When we think of justice-making, we usually think of taking action–like joining a peace action network, sending messages to elected officials about legislation, marching for peace and human rights, or organizing in our communities to make life better, safer and more just. We do not often think about the words we use–but we should.
Since 1973, the United Church of Christ has been at the forefront of efforts to promote awareness about gender-inclusive language and official policy for UCC publications. The words we use reflect the world in which we live, and words can also shape that same world, for better or for worse. Whether we are talking about God or each other, words can limit or expand our abilities to include or exclude others.
In 1993, the UCC Office for Church life and Leadership created the Inclusive Language Covenant stating the UCC stance on inclusive language and the barriers that can be created by using outdated expressions and imagery just because “it has always been done that way” and “it has been tradition!”
“There is neither Jew nor Greek, there is neither slave nor free, there is neither male nor female; for you are all one in Christ Jesus,” (Galatians 3:28). With these words, the Apostle Paul breaks through the imperfections, inequities, and historical particularities of his world to a startling vision of human unity in Christ. Like Paul, thoughtful Christians today are still concerned about the various barriers of nation, race, power, and sex that divide the human family.
In particular, many Christians who have reflected on both Jesus’ reconciling ministry and Paul’s interpretive words are today questioning their churches’ traditional use of “exclusive” language–language, that is, which uses masculine imagery and terms to describe “normative” or general human experience, or language that implies God is a “male” deity with solely masculine attributes.
Such language, it is felt, not only alienates and excludes increasing numbers of individuals from meaningful worship; even more, it subtly sanctions and perpetuates a culture, both secular and ecclesiastical, in which women and others have systematically been ignored, subordinated, and denied positions of authority.
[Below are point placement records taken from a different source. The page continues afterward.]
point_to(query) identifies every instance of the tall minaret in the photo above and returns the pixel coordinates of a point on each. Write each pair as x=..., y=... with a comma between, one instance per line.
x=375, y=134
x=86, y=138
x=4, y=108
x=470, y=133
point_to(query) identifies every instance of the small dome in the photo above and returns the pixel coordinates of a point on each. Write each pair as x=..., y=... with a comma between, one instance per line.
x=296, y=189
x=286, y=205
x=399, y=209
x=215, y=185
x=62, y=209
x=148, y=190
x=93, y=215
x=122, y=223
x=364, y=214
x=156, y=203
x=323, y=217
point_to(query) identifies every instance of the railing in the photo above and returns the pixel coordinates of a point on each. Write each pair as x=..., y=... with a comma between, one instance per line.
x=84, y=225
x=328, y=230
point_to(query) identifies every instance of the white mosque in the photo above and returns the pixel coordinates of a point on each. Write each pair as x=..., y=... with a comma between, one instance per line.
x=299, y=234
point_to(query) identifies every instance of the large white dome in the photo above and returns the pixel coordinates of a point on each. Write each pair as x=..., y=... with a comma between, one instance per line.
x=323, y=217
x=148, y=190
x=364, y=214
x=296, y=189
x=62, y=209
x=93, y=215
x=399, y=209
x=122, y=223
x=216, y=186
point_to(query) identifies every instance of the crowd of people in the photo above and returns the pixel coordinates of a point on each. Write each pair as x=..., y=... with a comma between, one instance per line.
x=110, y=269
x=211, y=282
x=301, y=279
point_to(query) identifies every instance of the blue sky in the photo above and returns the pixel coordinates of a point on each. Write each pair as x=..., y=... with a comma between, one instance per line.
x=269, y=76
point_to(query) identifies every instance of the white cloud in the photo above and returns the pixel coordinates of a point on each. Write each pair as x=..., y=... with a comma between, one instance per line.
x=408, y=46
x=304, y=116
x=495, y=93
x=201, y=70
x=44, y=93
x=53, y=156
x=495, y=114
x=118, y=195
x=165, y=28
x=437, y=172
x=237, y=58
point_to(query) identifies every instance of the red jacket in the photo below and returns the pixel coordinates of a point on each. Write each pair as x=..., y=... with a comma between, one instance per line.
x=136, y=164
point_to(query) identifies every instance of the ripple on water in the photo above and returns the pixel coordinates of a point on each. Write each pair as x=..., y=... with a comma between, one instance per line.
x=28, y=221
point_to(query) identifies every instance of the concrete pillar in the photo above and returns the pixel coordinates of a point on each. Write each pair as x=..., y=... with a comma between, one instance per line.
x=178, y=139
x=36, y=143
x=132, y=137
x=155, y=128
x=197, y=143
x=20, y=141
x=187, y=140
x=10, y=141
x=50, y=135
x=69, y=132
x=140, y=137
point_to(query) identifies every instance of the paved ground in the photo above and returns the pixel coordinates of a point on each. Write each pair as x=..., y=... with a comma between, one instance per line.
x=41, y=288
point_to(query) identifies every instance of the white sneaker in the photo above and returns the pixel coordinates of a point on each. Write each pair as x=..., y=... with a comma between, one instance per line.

The UCC inclusive language covenant strive to use language in such a way that gender, race, ethnicity, age, physical ability, educational attainment, financial status, and national origin not become word barriers to persons as it recognizes that all are created in the image of God and are included among the people of God.
What is sought is language to include male, female, and gender-neutral images of God, taking particular care so that they do not inadvertently suggest that God is exclusively associated with one gender. (Examples: “God in God’s wisdom” rather than “God in his wisdom; “people” rather than “men” “humankind” rather than “mankind;” “forebears” rather than “forefathers.”)
It is clear that the problem of finding appropriately inclusive language for use in the Church is a complex one, full of literal and emotional roadblocks. It is a problem that will not be solved simply by addressing God as Mother or Father or by changing hymn stanzas here and there.
The structure of liturgies, the casual forgetfulness of daily conversation, the limitations of language itself all present formidable obstacles to verbal equality. What is finally at stake, however, is the full affirmation of all God’s human creation–not just half of it. Such an affirmation will inevitably require, in the words of Christian Century editor Jean Caffey Lyles, both compassion and compromise.